Due to GET, the fluorescence lifetime is distance-dependent, thus a change in fluorescence lifetime can be converted to axial distance from graphene. As a result, GET-pMINFLUX yields 3D localizations with axial precisions of less than 3 Angstroms.

"The high precisions achievable with GET-pMINFLUX enable the development of methodologically new approaches to improve super-resolution microscopy which were previously not realizable." explains Jonas Zähringer, first author of the publication. "Typically, the entire photon budget of a dye is needed to localize a position with 1 nm precision.
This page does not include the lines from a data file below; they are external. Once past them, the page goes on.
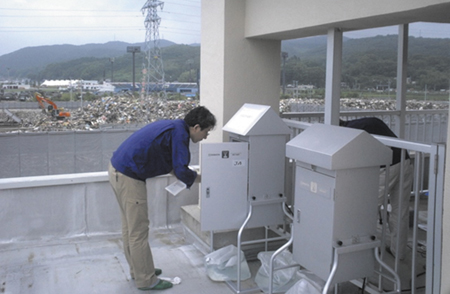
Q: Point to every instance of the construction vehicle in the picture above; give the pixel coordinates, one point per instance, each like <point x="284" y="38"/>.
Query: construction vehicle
<point x="51" y="109"/>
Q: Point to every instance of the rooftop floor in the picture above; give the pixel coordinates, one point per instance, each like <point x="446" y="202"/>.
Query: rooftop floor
<point x="98" y="265"/>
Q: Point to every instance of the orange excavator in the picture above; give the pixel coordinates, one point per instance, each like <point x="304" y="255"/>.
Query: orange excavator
<point x="51" y="109"/>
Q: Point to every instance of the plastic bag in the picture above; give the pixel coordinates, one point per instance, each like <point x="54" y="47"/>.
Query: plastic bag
<point x="308" y="284"/>
<point x="283" y="279"/>
<point x="221" y="265"/>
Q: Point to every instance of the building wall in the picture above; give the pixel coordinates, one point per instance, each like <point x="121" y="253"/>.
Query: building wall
<point x="240" y="54"/>
<point x="290" y="19"/>
<point x="235" y="70"/>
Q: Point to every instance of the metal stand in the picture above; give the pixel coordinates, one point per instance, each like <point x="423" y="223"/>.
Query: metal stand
<point x="361" y="247"/>
<point x="236" y="287"/>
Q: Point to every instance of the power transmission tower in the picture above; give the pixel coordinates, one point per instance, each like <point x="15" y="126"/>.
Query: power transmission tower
<point x="153" y="69"/>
However, GET-pMINFLUX is so photonefficient that the photon budget can be split among multiple positions and still yield nanometer precise localizations."

Using DNA nanotechnology, the researchers developed L-PAINT (local PAINT), a new approach to increase the speed of super-resolution microscopy. In contrast to DNA-PAINT, a technique that enables super-resolution by binding and unbinding a DNA strand labeled with fluorescent dye, L-PAINT has two binding sequences. For this purpose, the researchers designed a binding hierarchy so that the L-PAINT DNA strand binds longer on one side. This allows the other end of the strand to scan for binding sites with a high local concentration.

"The high local concentration not only increases the speed, but also enables scanning of dense clusters, faster than disturbances due to thermal drift." Philip Tinnefeld explains. "The combination with GET-pMINFLUX and L-PAINT allows us to study structures and dynamics at the molecular level, which are fundamental for our understanding of cellular biomolecular reactions."